7. The method according to claim 1, characterized in that, The system also includes a statistical analysis module for: Generate full-process compliance rate reports, anomaly distribution heatmaps, and historical traceability reports, and export and visualize the data in multiple dimensions; Generate reports on the compliance rate and anomaly distribution of the entire job process, and filter and export data by time, job type, and node type.

8. The method according to claim 1, characterized in that, The system also includes a job scenario configuration module, which is used to predefine standard job process templates according to different job types. Users can adjust process nodes and configure monitoring strategies based on the predefined standard job process templates.
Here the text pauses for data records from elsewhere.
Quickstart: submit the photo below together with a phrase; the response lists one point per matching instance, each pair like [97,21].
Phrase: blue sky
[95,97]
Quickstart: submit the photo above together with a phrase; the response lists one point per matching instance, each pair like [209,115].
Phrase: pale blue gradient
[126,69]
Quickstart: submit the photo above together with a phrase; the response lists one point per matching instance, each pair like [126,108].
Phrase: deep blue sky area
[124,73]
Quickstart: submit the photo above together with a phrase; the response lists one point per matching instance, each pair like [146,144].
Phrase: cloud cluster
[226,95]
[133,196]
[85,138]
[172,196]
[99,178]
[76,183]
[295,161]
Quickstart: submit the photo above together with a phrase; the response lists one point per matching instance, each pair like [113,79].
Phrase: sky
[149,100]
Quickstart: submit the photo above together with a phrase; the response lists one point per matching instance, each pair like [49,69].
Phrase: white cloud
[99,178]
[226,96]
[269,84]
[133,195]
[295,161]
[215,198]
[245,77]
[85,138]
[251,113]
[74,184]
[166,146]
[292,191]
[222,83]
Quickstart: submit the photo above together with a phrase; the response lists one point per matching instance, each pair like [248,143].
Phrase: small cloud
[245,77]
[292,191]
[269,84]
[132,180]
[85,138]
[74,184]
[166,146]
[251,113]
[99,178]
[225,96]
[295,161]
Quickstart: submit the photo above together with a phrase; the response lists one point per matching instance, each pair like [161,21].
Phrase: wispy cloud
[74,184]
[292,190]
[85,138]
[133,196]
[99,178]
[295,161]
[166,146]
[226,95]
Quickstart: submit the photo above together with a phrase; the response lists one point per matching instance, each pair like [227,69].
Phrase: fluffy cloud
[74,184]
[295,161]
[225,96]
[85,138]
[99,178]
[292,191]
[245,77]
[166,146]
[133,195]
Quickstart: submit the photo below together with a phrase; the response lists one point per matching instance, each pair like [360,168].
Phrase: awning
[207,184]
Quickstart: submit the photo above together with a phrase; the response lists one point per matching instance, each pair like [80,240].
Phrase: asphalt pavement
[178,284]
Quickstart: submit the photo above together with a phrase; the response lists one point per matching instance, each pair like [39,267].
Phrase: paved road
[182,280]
The operation scenario configuration module supports multiple operation types, including building construction, industrial assembly, and equipment maintenance, and provides preset process nodes and tag libraries for each type.

9. A method for detecting standardized construction operation processes based on an algorithm model, characterized in that, include: S1. The workflow is divided into multiple independently configurable workflow nodes, and at least one monitoring tag and monitoring strategy are bound to each node; S2. Through the visual process orchestration interface, process nodes can be sorted, associated and configured by dragging and dropping to generate a process logic diagram; S3. Based on the dynamic monitoring tag library, the tag library is dynamically expanded and updated through a small sample training mechanism; S4. Based on the monitoring strategy configured for the node, use the multi-strategy AI monitoring engine to perform AI analysis on the real-time video stream or captured images to determine whether the node operation conforms to the preset specifications. S5. Summarize the detection results of each node, output an anomaly report, and trigger multi-level alarms and closed-loop processing instructions according to the anomaly level.

10. A storage medium, characterized in that, Used to store computer-executable instructions, which, when executed, implement the steps of the algorithm-based standardized process detection method for construction operations as described in claim 9.